Visual Discourse as Interface: Artopology


    Just like – paraphrasing Harald Szeemann’s famous remark – “attitudes can become form” (“When Attitudes Become Form”), contexts can also be part of the same visual paradigm.
     
    In “Artopologia” (Artopology), we have aimed at a sort of transfer in the very first place: from the artistic context to that of research, by turning the exhibition venue into a real anthropology lab, “Laboratorium”: the team of antropologists at the “Francisc J. Rainer” Center for Anthropological Research of the Romanian Academy was lead by Dr. Cornelia Guja, Călin Dolcoș and Lăcrămioara Mureșan and had
    “Bioenergetic halo of bodies” as a theme for research and presentation.
     
    The visual discourse was present as an interface. The conversion of information of a different nature into visual information as well as the visualizing of the halo of bodies by the researchers at the Anthropological Institute involved highlighting this individual pattern.
     
    The subtle corporeality of thin matter or “being of light” appeals to the entire iconographic tradition, to Bizantine and Medieval art, to Pre-Renaissance, to Far East representations.

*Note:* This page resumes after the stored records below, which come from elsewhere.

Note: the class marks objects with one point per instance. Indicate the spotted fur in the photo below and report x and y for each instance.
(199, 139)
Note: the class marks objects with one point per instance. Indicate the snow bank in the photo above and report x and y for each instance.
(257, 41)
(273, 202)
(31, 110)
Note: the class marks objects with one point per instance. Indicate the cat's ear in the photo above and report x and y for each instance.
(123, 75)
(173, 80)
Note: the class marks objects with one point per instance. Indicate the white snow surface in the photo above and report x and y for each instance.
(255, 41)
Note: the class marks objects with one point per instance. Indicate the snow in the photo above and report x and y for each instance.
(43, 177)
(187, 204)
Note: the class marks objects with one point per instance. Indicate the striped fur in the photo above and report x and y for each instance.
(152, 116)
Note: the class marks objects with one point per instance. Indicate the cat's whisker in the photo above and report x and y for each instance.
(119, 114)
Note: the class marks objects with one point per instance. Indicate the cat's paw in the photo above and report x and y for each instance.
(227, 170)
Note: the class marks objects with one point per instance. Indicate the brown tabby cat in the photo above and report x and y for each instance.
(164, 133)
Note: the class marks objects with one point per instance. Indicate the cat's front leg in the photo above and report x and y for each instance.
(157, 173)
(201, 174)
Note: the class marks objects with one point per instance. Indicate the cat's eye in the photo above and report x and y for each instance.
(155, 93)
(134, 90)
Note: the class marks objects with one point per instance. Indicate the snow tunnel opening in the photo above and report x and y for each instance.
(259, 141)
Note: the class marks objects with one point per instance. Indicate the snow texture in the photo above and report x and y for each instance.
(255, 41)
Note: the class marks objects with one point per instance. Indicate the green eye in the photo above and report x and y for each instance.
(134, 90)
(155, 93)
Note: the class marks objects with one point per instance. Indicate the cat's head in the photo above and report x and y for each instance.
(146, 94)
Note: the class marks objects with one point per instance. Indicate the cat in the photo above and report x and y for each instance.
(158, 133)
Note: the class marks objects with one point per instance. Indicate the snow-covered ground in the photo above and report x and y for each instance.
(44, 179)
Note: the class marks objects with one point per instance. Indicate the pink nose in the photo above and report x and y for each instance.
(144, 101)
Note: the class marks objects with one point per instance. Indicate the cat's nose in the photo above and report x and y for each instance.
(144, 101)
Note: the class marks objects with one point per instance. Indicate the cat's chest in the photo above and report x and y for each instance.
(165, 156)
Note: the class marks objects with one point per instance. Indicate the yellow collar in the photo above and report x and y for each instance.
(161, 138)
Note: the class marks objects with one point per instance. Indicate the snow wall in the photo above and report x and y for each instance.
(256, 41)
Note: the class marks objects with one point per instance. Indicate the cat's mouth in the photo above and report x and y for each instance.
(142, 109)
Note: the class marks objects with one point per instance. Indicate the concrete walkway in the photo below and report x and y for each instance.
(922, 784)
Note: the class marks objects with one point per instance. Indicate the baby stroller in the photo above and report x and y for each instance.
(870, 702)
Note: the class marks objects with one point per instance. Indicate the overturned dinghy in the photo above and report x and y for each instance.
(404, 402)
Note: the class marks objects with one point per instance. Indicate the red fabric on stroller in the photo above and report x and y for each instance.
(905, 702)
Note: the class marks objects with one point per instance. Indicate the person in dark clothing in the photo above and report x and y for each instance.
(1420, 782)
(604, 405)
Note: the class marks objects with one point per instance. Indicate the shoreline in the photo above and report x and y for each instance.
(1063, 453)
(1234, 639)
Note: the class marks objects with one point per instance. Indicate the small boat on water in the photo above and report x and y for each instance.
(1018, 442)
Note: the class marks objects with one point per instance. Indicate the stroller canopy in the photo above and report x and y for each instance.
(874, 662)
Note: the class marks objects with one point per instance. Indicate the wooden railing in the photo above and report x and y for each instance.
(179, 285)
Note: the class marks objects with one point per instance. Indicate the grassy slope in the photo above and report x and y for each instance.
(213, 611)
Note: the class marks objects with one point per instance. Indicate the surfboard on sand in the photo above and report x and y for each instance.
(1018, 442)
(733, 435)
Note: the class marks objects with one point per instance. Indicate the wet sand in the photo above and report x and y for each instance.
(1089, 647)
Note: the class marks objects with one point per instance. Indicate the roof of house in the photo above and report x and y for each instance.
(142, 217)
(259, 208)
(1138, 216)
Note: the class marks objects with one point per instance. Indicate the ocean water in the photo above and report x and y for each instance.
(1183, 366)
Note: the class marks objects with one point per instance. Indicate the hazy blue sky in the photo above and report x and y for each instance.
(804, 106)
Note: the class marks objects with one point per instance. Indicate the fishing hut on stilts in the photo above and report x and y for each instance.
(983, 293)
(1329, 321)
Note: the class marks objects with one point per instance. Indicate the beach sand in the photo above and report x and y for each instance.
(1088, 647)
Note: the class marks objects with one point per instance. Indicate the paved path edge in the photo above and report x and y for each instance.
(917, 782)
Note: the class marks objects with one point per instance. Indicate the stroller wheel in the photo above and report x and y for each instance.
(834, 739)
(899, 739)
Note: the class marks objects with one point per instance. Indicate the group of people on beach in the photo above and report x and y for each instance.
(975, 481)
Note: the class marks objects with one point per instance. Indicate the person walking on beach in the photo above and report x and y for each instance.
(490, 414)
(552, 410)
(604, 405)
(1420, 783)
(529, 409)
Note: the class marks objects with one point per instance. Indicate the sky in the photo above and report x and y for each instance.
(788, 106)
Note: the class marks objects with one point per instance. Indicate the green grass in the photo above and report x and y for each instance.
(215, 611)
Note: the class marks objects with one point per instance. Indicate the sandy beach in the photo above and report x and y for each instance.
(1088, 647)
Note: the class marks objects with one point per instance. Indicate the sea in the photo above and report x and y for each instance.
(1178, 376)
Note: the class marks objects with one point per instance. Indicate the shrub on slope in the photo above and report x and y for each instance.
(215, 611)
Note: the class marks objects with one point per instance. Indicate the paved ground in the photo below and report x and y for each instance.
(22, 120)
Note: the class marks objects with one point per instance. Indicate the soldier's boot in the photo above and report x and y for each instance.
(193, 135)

    The halo, described by Bachelard as “the spirit becoming ever more conscious about its light”, makes a second vision possible and is manifested as an anthropological pattern.
     
    “The moment is not far when, by using brain bio-currents, we will be able to control computers by thought. All of this is possible since the electric phenomenon, to which we owe the human body halo, is a part of the essence of the matter, both the living and the dead one. The next step is but obvious: the connection between our body’s electric phenomena and the unsubstantial aspects of human lives: emotional experience, consciousness, cultural phenomena” (Cornelia Guja).
     
    Anthropological comments on the images of the human body halo, in the framework of the exhibition, can be read as meta-discourses, whereas intertextuality can be seen as a net where both visual and text-related contexts converge.
     
    The visual discourse of the halo, aura, nimbus, with multiple points of view to be considered (anthropological, artistic, informational, physical, communicational, topological, mystical), also stands for a commentary on a visual auto-representation.